Begg, a British national who spent two years in Guantánamo after being arrested in Pakistan in 2002, was arrested this week on Syria-related terror charges. According to Reuters, he was arrested in his home in Birmingham along with four others “on suspicion of attending a terrorist training camp and facilitating terrorism overseas.”
The Guardian, reporting on a writer they have hosted, elaborates that Begg said he had met with MI5 officials about his trips to Syria, which he wrote about, and claimed that the UK government “raised no problems with his plan.” The newspaper also quotes “supporters” of Begg saying they believe he is being persecuted for his activism on the part of Guantánamo detainees, and one “Birmingham community leader” says that “no one believes” that Begg was working to foment violence in Syria. The Guardian has a well-known far-left, anti-American military bent. The newspaper is home to many a Wikileaks breaking story and, previously, the scoops of Glenn Greenwald, yet having a writer who has been arrested on terror charges is a first in the modern history of the publication.

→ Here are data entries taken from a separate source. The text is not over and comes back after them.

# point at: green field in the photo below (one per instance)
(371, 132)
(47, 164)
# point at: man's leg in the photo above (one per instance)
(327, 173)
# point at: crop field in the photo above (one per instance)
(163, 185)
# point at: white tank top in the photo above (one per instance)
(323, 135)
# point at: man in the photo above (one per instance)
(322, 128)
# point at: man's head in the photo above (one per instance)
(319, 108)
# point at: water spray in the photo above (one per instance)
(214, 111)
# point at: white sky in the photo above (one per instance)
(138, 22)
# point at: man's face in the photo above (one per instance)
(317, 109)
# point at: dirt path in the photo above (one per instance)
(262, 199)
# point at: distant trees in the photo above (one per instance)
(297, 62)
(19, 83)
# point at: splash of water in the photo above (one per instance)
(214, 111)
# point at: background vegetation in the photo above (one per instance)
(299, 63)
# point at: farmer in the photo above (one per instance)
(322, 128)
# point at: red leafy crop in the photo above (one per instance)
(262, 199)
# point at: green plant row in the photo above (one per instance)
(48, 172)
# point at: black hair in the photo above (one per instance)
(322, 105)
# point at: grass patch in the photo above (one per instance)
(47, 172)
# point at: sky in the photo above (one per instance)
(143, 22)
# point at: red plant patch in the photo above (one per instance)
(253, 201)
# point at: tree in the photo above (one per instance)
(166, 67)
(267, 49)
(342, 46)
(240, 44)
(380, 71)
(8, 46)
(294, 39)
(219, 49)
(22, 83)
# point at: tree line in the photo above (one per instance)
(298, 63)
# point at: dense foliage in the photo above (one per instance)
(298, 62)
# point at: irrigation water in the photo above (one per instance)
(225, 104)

Begg had his UK passport revoked last year after a number of voyages to the Middle East, which he argued were investigative. The UK government, according to The Guardian, told Begg that it was “not in the public interest” for him to travel abroad.
Begg wrote candidly for the British publication about his attitude toward the United States and the UK’s War on Terror. He was honest about the quality of facilities at Guantánamo, in one column agreeing that the Abu Salim prison in Libya and the Bagram facility in Afghanistan were both significantly worse than being detained at Guantánamo Bay. As a UK national, Begg spent much of his efforts writing for the newspaper working to amass evidence that the UK had participated in the torture of detainees during the War on Terror. “The evidence is too compelling and the case too politically sensitive to even attempt to brush aside,” he wrote in one column, alleging that British agents were “physically present every step of the way” in his capture. He wrote:
I’ve never been to America – America came to me, but why? Because the same intelligence officers who came to my house in 1998, to whom I offered a cup of tea, were the same ones who reappeared to haunt me as “spooks” during my years as a US captive.”
Begg also wrote promotional stories in The Guardian about organizations established to aid Guantánamo detainees. One such organization, the Guantánamo Justice Centre, he described as a group providing “aftercare for Guantánamo returnees who have not being [sic] given the help and assistance they need.” As Begg wrote about Guantánamo detainees as “victims,” he also blamed the actions of some of the greatest enemies of the United States on the country itself. “Abu Yahya [al-Libi, high-ranking Al-Qaeda member] and [fellow high-ranking Al-Qaeda member Anwar] al-Awlaki, I believe, were both creations of the US-led ‘war on terror,'” he wrote in the newspaper, condemning the deaths of both by American drone strikes. As enemies of Muammar Qaddafi, he wrote, both were opportunities missed by the United States to form allies. Al-Awlaki was a United States citizen, born in Las Cruces, New Mexico.
Begg’s fate within the UK justice system remains to be seen, and police officials are insisting that an arrest means only an indictment, not a guarantee of guilt. Begg’s first-hand reports from Syria will likely play into the investigation.